Germline selection shapes human mitochondrial DNA diversity.
Wei W., Tuna S., Keogh MJ., Smith KR., Aitman TJ., Beales PL., Bennett DL., Gale DP., Bitner-Glindzicz MAK., Black GC., Brennan P., Elliott P., Flinter FA., Floto RA., Houlden H., Irving M., Koziell A., Maher ER., Markus HS., Morrell NW., Newman WG., Roberts I., Sayer JA., Smith KGC., Taylor JC., Watkins H., Webster AR., Wilkie AOM., Williamson C., NIHR BioResource–Rare Diseases None., 100,000 Genomes Project–Rare Diseases Pilot None., Ashford S., Penkett CJ., Stirrups KE., Rendon A., Ouwehand WH., Bradley JR., Raymond FL., Caulfield M., Turro E., Chinnery PF.
Approximately 2.4% of the human mitochondrial DNA (mtDNA) genome exhibits common homoplasmic genetic variation. We analyzed 12,975 whole-genome sequences to show that 45.1% of individuals from 1526 mother-offspring pairs harbor a mixed population of mtDNA (heteroplasmy), but the propensity for maternal transmission differs across the mitochondrial genome. Over one generation, we observed selection both for and against variants in specific genomic regions; known variants were more likely to be transmitted than previously unknown variants.

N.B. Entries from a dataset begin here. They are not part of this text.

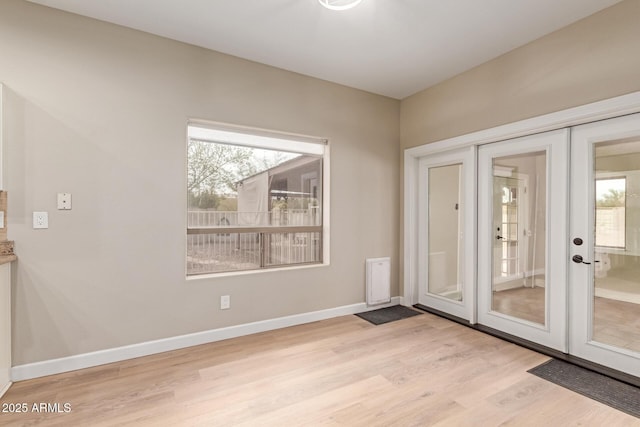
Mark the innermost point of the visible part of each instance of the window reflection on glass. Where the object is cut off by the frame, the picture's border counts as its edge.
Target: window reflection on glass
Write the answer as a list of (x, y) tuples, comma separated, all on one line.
[(445, 230), (519, 236), (616, 316)]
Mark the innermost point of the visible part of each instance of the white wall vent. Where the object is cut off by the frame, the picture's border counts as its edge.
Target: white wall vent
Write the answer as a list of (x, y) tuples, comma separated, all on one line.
[(378, 280)]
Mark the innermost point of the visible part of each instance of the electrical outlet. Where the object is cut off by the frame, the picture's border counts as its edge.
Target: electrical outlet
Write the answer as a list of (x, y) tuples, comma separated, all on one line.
[(40, 220), (225, 302)]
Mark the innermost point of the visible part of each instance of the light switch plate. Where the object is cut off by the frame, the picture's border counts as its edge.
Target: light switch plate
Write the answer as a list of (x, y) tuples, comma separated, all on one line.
[(64, 201), (40, 220)]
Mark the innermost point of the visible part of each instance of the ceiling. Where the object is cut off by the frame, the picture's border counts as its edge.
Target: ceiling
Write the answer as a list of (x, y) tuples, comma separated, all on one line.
[(390, 47)]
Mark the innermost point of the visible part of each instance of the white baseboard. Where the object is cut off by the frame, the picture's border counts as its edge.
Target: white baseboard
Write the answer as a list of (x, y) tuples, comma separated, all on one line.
[(96, 358), (4, 389)]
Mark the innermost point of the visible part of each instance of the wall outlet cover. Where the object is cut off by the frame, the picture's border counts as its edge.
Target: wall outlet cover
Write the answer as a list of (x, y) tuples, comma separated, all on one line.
[(40, 220)]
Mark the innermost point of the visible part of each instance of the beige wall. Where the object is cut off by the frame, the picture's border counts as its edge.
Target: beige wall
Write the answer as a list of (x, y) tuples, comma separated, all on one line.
[(100, 111), (594, 59)]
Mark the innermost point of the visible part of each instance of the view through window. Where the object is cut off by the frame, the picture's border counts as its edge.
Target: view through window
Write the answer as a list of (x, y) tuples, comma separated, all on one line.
[(611, 212), (254, 200)]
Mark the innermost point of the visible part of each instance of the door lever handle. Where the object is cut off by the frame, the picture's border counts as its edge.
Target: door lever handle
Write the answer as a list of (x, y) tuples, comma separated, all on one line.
[(579, 260)]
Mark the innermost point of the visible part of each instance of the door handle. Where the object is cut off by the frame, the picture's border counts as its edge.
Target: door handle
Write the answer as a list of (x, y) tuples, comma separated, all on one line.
[(579, 260)]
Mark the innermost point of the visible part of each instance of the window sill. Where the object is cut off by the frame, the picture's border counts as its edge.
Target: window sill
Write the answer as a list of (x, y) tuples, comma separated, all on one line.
[(257, 271)]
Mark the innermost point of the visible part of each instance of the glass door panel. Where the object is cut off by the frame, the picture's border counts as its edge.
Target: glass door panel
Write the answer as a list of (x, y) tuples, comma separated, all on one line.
[(605, 233), (519, 221), (522, 243), (446, 230)]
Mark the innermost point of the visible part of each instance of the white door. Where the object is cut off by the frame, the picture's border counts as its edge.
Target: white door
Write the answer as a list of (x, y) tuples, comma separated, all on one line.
[(447, 233), (522, 237), (605, 242)]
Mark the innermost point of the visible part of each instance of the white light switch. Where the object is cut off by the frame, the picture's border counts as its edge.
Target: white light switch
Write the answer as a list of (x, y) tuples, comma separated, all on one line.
[(40, 220), (64, 201)]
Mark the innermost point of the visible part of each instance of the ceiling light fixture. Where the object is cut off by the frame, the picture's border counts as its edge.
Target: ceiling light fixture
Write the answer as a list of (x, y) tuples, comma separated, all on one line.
[(339, 4)]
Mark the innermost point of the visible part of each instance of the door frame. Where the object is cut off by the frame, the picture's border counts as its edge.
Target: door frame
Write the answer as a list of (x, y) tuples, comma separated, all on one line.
[(581, 286), (466, 157), (600, 110)]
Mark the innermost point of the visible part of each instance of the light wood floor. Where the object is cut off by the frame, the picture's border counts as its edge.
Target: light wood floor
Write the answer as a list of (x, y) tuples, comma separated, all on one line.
[(340, 372)]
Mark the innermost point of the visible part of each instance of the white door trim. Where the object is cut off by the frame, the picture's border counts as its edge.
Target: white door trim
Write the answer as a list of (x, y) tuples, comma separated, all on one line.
[(465, 309), (556, 146), (581, 277), (621, 105)]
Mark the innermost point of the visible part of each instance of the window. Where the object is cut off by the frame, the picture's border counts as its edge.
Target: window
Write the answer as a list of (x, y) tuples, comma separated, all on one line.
[(255, 199), (611, 212)]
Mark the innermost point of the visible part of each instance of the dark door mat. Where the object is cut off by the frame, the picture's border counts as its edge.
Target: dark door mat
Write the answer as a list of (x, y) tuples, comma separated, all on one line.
[(388, 314), (619, 395)]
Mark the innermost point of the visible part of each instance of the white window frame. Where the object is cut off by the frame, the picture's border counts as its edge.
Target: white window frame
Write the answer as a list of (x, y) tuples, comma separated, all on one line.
[(600, 110), (237, 135)]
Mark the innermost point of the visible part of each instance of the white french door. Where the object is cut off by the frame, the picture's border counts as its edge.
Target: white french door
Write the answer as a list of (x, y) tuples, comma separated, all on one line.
[(522, 229), (604, 310), (446, 229), (538, 237)]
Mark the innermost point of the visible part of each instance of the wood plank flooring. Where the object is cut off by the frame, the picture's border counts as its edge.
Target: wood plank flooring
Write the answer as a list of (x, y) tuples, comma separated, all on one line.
[(420, 371)]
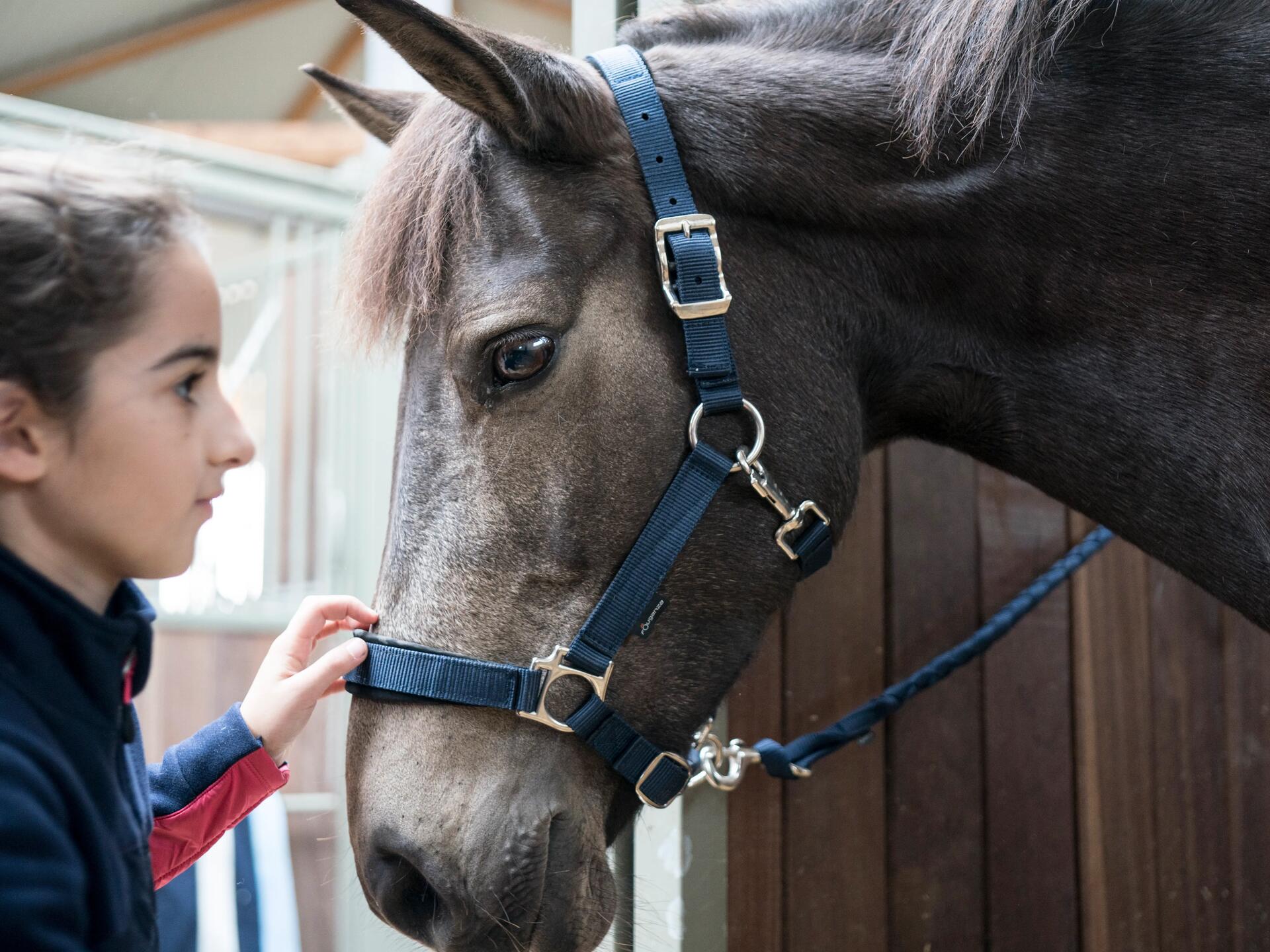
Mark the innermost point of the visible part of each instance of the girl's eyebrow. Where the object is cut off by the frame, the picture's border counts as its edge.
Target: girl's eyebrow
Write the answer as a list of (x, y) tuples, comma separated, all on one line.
[(190, 352)]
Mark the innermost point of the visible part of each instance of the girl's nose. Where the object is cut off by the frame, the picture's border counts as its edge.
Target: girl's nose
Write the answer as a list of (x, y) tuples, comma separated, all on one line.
[(233, 446)]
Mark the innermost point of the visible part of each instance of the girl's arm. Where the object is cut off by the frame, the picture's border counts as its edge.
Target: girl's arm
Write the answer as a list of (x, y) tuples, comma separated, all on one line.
[(208, 783), (205, 786)]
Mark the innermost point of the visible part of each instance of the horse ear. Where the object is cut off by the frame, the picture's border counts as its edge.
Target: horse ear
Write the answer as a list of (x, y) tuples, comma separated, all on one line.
[(381, 112), (538, 100)]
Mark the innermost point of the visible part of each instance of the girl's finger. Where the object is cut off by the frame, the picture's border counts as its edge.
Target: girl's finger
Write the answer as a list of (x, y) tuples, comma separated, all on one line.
[(334, 688), (317, 678), (314, 614)]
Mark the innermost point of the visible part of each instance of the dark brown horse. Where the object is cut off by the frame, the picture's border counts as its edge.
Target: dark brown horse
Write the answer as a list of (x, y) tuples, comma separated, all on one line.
[(1033, 231)]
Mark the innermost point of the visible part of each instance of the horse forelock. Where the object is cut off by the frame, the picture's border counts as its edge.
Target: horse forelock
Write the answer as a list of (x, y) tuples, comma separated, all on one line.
[(426, 193)]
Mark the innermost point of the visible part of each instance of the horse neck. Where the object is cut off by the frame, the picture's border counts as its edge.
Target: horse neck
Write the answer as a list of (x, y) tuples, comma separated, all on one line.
[(1082, 311)]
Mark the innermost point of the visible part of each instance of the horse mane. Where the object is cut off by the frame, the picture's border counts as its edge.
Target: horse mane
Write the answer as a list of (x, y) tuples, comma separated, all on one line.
[(956, 65)]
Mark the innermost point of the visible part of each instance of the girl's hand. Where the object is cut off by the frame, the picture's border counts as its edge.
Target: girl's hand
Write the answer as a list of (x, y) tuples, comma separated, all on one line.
[(286, 688)]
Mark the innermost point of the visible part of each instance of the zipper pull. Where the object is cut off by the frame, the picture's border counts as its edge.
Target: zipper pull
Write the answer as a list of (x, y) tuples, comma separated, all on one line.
[(126, 730)]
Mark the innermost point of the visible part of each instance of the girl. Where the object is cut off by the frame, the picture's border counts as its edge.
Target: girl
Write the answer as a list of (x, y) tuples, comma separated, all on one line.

However, new heteroplasmies were more likely to match the nuclear genetic ancestry as opposed to the ancestry of the mitochondrial genome on which the mutations occurred, validating our findings in 40,325 individuals. Thus, human mtDNA at the population level is shaped by selective forces within the female germ line under nuclear genetic control, which ensures consistency between the two independent genetic lineages.